There are three reading passages with an average of 12-13 questions after each passage. The passages are about 700-800 words in length. There may be pictures in the text and questions that refer to the content of the reading passage.
Most of the questions are multiple-choice, but some of the questions have special directions. Some of the questions have two or more answers.
You will have 25 minutes to read each passage and answer the comprehension questions. You may take notes while you read. You may use your notes to answer the questions.
You can return to previous questions, change answers, and answer questions you have left blank, but you cannot return to a previous passage. A clock on the screen will show you how much time you have to complete each passage.
Reading Skills on the Test
Research shows that it is easier to understand what you are reading if you begin with a general idea of what the passage is about. Previewing helps you form a general idea of the topic in your mind. To preview, read the first sentence of each paragraph and the last sentence of the passage. You should do this as quickly as possible. Remember, you are not reading for specific information but for an impression of the topic.
Reading for main ideas:
By previewing, you can form a general idea of what a reading passage is about; that is, you identify the topic. By reading for main ideas, you identify the point of view of the author–that is, what the writer’s thesis is. Specifically, what does the author propose to write about the topic? If you could reduce the reading to one sentence, what would it be?

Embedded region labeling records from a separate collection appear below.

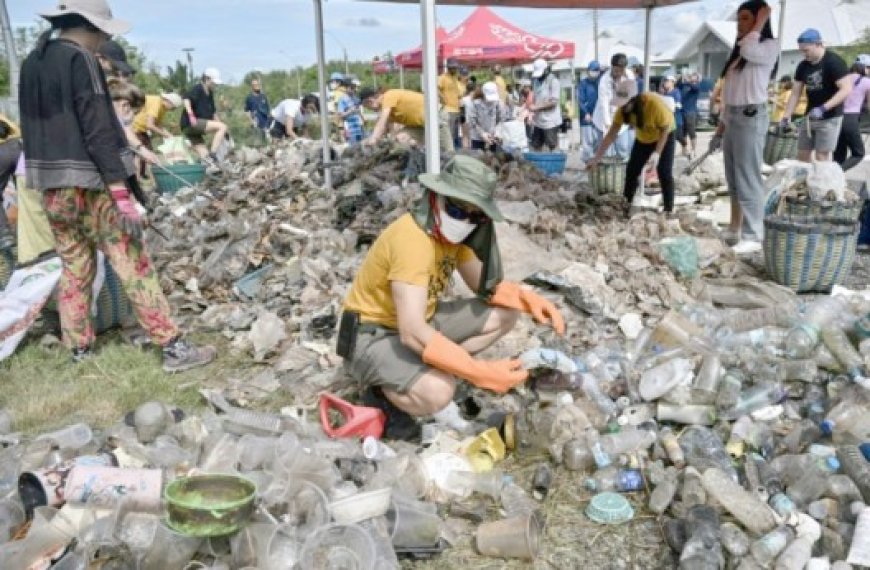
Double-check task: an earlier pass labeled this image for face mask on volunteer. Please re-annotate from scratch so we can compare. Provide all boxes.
[438,197,477,244]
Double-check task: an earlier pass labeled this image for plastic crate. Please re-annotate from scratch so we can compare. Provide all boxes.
[151,163,205,194]
[523,152,568,176]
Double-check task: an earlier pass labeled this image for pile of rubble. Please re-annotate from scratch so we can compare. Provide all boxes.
[0,142,870,570]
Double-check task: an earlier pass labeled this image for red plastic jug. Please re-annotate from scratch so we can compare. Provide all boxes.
[320,394,387,438]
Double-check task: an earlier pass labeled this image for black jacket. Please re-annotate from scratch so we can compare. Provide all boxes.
[19,40,135,190]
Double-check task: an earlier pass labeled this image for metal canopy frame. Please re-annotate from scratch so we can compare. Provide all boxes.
[314,0,716,182]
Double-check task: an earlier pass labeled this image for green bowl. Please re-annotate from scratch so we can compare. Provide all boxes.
[163,475,257,538]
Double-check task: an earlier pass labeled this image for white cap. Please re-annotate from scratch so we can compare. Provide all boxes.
[160,93,184,109]
[202,67,224,85]
[480,81,501,103]
[532,59,547,79]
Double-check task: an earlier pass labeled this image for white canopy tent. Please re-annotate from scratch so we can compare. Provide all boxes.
[314,0,804,182]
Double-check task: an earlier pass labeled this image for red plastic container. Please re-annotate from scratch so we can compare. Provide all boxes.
[320,394,387,438]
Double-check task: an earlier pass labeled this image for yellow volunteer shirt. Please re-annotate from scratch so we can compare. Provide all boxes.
[613,93,677,144]
[0,114,21,141]
[344,214,475,329]
[438,73,463,113]
[381,89,425,128]
[133,95,166,133]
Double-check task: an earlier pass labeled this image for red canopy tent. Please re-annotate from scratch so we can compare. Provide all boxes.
[396,6,574,68]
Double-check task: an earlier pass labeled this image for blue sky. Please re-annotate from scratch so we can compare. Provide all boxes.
[7,0,729,81]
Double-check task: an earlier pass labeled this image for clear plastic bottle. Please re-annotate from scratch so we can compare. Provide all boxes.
[701,468,785,536]
[749,526,794,568]
[786,457,840,507]
[583,465,643,493]
[822,326,864,379]
[680,425,737,481]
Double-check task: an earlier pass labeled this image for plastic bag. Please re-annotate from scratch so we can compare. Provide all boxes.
[807,161,847,202]
[658,236,699,279]
[157,137,195,164]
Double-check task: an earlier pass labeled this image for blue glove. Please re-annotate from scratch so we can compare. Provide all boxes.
[809,105,828,121]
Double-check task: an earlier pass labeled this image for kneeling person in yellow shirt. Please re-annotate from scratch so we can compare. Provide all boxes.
[338,156,565,439]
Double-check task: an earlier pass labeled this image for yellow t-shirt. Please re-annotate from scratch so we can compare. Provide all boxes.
[438,73,464,113]
[344,214,475,328]
[133,95,166,133]
[492,75,507,103]
[613,93,677,144]
[381,89,425,128]
[0,114,21,141]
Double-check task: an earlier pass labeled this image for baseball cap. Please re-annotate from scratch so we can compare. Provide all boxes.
[613,77,637,107]
[97,40,136,75]
[480,81,500,102]
[202,67,224,85]
[798,28,822,44]
[160,93,184,109]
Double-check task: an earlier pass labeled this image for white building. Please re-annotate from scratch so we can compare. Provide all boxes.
[673,0,870,77]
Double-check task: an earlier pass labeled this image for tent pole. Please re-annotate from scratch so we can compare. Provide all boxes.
[777,0,786,77]
[420,0,441,174]
[314,0,332,190]
[643,6,652,91]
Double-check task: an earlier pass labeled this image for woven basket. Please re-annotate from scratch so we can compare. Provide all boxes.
[764,216,858,293]
[764,129,798,165]
[589,158,628,195]
[784,196,864,221]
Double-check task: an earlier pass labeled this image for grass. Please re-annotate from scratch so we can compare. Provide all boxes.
[0,326,292,433]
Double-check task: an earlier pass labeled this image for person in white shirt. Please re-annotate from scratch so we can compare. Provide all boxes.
[709,0,779,254]
[269,95,320,140]
[592,53,635,160]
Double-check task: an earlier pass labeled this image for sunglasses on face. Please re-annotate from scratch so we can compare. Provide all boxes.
[444,199,489,225]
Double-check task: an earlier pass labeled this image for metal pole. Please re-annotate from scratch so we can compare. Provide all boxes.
[420,0,441,174]
[0,0,20,105]
[314,0,332,190]
[777,0,786,77]
[643,6,652,91]
[581,8,598,65]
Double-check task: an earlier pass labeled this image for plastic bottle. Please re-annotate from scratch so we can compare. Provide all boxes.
[820,388,870,443]
[837,445,870,503]
[786,457,840,507]
[719,382,786,420]
[749,526,794,568]
[701,468,785,532]
[680,425,737,481]
[785,297,849,358]
[584,465,643,493]
[822,326,864,379]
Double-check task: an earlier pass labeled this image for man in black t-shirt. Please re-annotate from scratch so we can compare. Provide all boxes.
[782,28,852,162]
[181,67,227,165]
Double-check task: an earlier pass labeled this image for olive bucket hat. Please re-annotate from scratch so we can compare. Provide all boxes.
[420,155,504,222]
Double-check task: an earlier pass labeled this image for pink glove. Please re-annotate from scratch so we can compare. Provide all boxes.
[109,185,142,235]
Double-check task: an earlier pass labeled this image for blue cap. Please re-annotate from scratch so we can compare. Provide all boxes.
[798,28,822,44]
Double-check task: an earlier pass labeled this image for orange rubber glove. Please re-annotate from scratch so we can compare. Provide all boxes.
[489,281,565,335]
[423,332,529,394]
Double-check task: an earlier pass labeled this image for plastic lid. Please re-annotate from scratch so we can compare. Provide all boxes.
[586,493,634,524]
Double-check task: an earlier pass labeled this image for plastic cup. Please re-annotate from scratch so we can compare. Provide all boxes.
[476,514,541,560]
[387,501,441,548]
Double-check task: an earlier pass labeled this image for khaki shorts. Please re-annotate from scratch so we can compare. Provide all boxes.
[344,299,493,394]
[798,117,843,152]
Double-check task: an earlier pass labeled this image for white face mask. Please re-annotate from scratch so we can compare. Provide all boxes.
[438,199,477,244]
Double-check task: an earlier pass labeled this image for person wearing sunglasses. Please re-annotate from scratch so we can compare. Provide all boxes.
[337,155,565,439]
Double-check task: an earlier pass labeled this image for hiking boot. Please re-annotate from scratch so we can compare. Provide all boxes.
[361,386,423,442]
[72,346,94,364]
[163,338,217,374]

Using contexts for vocabulary:
In English, a context is the combination of vocabulary and grammar that surrounds a word. Context can be a sentence or a paragraph or a passage. Context helps you make a general prediction about meaning. If you know the general meaning of a sentence, you also know the general meaning of the words in the sentence. Making predictions from contexts is very important when you are reading a foreign language. In this way, you can read and understand the meaning of a passage without stopping to look up every new word in a dictionary. On an examination like the TOEFL®, dictionaries are not permitted in the room.
Scanning for details:
Reading a passage on the TOEFL®, you will be expected to answer six to ten questions. Most of them are multiple-choice. First, read a question and find the important content words. Content words are usually nouns, verbs, or adjectives. They are called content words because they contain the content or meaning of a sentence. Next, let your eyes travel quickly over the passage for the same content words or synonyms of the words. This is called scanning. By scanning, you can find a place in the reading passage where the answer to a question is found. Finally, read those specific sentences carefully and choose the answer that corresponds to the meaning of the sentences you have read.

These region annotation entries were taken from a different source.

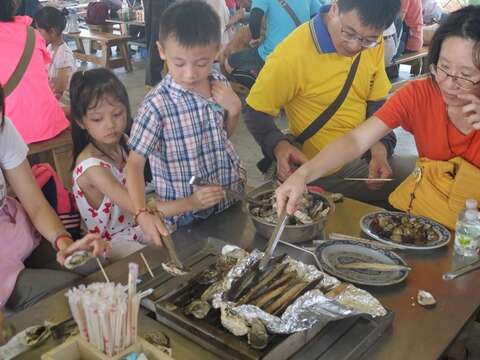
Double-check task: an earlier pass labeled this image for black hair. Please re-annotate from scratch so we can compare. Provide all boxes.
[70,68,131,167]
[159,0,221,48]
[0,84,5,130]
[337,0,400,30]
[428,5,480,70]
[0,0,17,22]
[33,6,68,35]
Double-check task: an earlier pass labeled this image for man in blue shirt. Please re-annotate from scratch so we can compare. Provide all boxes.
[224,0,325,77]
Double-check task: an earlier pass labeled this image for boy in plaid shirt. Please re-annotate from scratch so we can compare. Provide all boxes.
[127,1,244,243]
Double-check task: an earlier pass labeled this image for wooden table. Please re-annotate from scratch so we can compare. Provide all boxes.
[8,199,480,360]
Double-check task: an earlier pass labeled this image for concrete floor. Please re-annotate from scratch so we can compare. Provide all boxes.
[88,55,417,187]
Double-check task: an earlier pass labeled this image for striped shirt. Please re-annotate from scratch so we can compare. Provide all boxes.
[128,72,245,225]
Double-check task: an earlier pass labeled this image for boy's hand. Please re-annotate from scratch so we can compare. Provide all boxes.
[137,212,170,246]
[212,80,242,116]
[190,186,225,210]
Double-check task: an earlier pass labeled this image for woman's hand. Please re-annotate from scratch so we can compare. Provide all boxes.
[57,234,111,265]
[190,186,225,210]
[275,168,307,215]
[137,212,170,246]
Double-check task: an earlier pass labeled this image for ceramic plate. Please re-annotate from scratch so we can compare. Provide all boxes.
[360,211,450,250]
[317,240,408,286]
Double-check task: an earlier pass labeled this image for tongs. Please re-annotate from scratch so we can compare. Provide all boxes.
[259,210,288,270]
[189,175,264,206]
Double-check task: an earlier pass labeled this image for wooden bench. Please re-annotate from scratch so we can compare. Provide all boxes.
[68,29,132,72]
[28,129,73,189]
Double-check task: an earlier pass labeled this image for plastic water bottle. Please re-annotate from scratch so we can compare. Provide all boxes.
[455,208,480,256]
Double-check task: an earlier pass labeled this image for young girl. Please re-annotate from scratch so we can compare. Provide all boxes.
[34,6,75,103]
[70,69,145,260]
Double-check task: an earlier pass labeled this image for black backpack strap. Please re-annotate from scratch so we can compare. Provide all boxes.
[295,53,362,144]
[3,26,35,97]
[277,0,302,27]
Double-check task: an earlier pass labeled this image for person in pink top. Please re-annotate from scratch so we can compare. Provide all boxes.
[0,0,69,144]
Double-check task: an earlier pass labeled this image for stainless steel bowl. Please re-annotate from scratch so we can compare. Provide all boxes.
[247,188,335,243]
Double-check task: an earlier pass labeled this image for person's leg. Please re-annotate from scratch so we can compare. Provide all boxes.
[6,269,81,312]
[314,156,416,208]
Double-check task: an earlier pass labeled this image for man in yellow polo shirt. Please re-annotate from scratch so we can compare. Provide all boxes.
[246,0,413,203]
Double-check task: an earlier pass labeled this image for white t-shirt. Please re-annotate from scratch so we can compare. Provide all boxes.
[0,118,28,209]
[47,43,75,100]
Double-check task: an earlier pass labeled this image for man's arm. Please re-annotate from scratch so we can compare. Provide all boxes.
[362,99,397,162]
[245,105,288,159]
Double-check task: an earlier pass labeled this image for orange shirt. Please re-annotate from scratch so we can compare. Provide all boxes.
[375,77,480,167]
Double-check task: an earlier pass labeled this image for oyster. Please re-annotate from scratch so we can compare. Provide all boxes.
[417,290,437,306]
[63,251,91,270]
[248,319,268,350]
[220,304,250,336]
[184,299,212,319]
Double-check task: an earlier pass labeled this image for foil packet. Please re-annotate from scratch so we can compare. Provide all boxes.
[212,245,387,334]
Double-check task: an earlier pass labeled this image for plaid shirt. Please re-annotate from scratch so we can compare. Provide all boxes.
[128,72,244,225]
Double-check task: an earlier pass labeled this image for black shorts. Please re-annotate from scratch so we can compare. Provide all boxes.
[228,48,265,75]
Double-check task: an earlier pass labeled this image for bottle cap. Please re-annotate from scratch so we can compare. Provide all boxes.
[465,209,478,221]
[465,199,478,210]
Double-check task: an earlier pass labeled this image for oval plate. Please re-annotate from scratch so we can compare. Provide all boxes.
[317,240,408,286]
[360,211,451,250]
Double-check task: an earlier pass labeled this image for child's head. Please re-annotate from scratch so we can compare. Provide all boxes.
[33,6,68,43]
[70,68,131,163]
[157,0,221,89]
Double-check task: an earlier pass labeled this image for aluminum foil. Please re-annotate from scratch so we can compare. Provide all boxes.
[212,246,387,334]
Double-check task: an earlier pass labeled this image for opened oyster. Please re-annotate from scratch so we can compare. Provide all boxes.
[250,190,330,225]
[63,251,91,270]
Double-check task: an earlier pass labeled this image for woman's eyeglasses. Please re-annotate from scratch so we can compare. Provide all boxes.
[430,64,480,90]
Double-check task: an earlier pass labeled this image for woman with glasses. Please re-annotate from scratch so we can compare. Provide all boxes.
[277,6,480,217]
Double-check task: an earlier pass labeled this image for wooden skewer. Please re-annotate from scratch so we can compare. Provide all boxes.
[140,252,155,279]
[95,256,110,282]
[343,178,395,181]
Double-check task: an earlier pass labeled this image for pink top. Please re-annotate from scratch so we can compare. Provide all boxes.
[401,0,423,51]
[0,16,70,144]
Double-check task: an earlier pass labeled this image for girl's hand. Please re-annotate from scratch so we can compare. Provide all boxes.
[275,168,307,215]
[57,234,111,265]
[212,80,242,116]
[137,212,170,246]
[190,186,225,210]
[458,94,480,130]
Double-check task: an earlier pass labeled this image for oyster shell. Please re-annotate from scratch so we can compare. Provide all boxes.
[417,290,437,306]
[63,251,91,270]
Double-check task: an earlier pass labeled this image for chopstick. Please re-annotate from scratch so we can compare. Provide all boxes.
[140,252,155,279]
[343,178,395,181]
[95,256,110,282]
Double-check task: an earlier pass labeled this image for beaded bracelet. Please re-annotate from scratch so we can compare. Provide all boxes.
[53,234,73,251]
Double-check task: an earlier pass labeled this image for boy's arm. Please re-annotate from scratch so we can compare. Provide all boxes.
[127,150,169,245]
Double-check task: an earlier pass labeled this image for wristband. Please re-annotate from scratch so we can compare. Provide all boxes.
[53,234,73,251]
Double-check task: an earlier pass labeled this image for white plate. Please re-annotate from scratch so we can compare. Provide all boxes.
[360,211,451,250]
[317,240,408,286]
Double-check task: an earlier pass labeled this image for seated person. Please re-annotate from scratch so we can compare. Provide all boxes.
[395,0,423,57]
[277,6,480,228]
[224,0,320,76]
[34,6,75,103]
[0,0,70,144]
[127,1,244,242]
[0,83,108,311]
[245,0,414,205]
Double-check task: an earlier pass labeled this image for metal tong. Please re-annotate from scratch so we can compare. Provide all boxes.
[443,260,480,280]
[259,210,288,270]
[189,175,263,205]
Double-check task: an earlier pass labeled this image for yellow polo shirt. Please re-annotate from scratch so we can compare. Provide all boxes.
[247,22,391,158]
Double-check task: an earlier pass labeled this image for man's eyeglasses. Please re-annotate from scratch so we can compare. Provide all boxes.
[338,16,381,49]
[430,64,480,90]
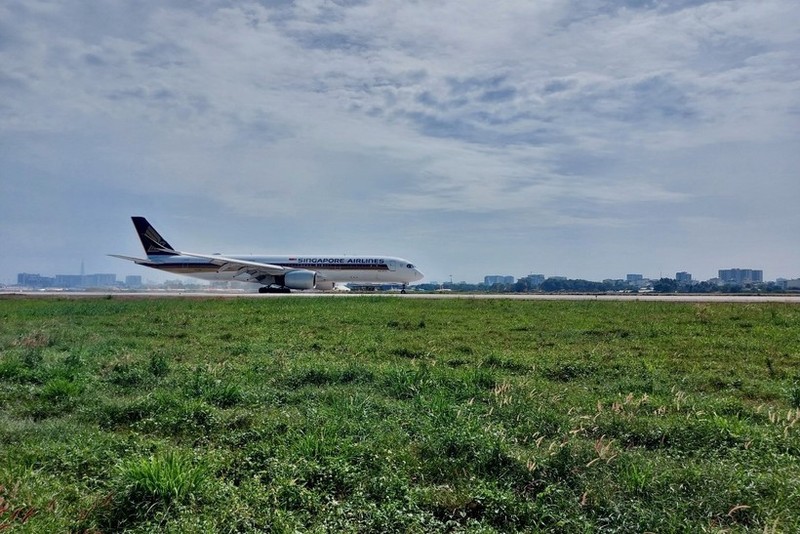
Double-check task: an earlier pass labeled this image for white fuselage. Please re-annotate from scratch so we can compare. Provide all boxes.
[143,254,423,284]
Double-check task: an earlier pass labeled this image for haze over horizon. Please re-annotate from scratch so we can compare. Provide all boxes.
[0,0,800,283]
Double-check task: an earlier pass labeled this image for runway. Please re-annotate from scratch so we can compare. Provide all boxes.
[0,290,800,304]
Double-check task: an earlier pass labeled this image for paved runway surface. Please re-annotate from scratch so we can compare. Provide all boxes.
[0,290,800,304]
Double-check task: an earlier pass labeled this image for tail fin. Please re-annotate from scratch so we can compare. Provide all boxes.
[131,217,178,256]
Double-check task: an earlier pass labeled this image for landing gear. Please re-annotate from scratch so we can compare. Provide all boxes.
[258,286,292,293]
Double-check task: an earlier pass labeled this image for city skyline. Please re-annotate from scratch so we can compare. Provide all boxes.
[0,0,800,280]
[9,262,800,287]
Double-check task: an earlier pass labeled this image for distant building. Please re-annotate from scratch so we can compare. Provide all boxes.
[520,274,545,287]
[483,274,514,286]
[83,273,117,287]
[17,273,54,288]
[719,269,764,285]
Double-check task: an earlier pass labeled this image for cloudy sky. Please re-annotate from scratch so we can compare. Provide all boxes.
[0,0,800,283]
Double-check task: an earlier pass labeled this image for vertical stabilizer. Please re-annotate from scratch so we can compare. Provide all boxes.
[131,217,178,256]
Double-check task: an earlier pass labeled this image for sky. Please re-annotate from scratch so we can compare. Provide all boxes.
[0,0,800,284]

Sometimes in a reading passage, you will find a direct statement of fact. That is called evidence. But other times, you will not find a direct statement. Then you will need to use the evidence you have to make an inference. An inference is a logical conclusion based on evidence. It can be about the passage itself or about the author’s viewpoint.
After reading a passage on the TOEFL®, you will be asked to select from four possible answers the one that is NOT mentioned in the reading. Use your scanning skills to locate related words and phrases in the passage and the answer choices.

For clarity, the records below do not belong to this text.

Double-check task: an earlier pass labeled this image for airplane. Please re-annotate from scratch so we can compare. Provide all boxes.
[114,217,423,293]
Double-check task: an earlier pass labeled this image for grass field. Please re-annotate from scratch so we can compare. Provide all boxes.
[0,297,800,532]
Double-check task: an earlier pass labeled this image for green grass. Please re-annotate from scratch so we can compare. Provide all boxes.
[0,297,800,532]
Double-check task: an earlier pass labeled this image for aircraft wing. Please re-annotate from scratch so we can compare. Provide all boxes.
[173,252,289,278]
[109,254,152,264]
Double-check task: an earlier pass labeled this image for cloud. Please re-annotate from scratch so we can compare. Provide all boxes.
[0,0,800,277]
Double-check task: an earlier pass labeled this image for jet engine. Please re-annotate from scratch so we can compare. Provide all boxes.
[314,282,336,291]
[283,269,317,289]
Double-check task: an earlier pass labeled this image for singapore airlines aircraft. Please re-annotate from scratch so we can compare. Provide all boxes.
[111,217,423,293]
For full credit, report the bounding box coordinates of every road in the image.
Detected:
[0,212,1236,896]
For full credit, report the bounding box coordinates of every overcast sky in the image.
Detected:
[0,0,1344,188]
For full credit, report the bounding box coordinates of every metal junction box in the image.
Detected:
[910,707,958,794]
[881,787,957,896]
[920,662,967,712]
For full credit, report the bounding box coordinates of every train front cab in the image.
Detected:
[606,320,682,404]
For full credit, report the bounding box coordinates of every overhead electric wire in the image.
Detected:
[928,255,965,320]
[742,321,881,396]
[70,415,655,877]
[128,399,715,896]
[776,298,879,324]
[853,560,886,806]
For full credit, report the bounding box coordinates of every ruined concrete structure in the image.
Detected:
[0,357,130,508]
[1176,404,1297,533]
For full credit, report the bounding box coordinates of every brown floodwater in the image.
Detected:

A passage on the TOEFL®, you will be asked to find the antecedent of a pronoun. An antecedent is a word or phrase to which a pronoun refers. Usually, you will be given a pronoun such as it, its, them, or their, and you will be asked to locate the reference word or phrase in the passage.
Referring to the passage:
The passage on the TOEFL®, you will be asked to find certain information in the passage, and identify it by line number or paragraph. First, read the question. Then refer to the line numbers and paragraph numbers in the answer choices to scan for the information in the question.
To read faster, read phrases instead of words. Try to see an entire line of text when you focus your eyes on the passage. Scan for details and evidence. Make inferences.
Strategies for the Reading Section
Practice reading on a computer screen. On a computer screen is different from reading on a page. First, there is generally less text visible; second, you must scroll instead of turning pages; and finally, there may be quite a few icons or other distracting visuals surrounding the passage.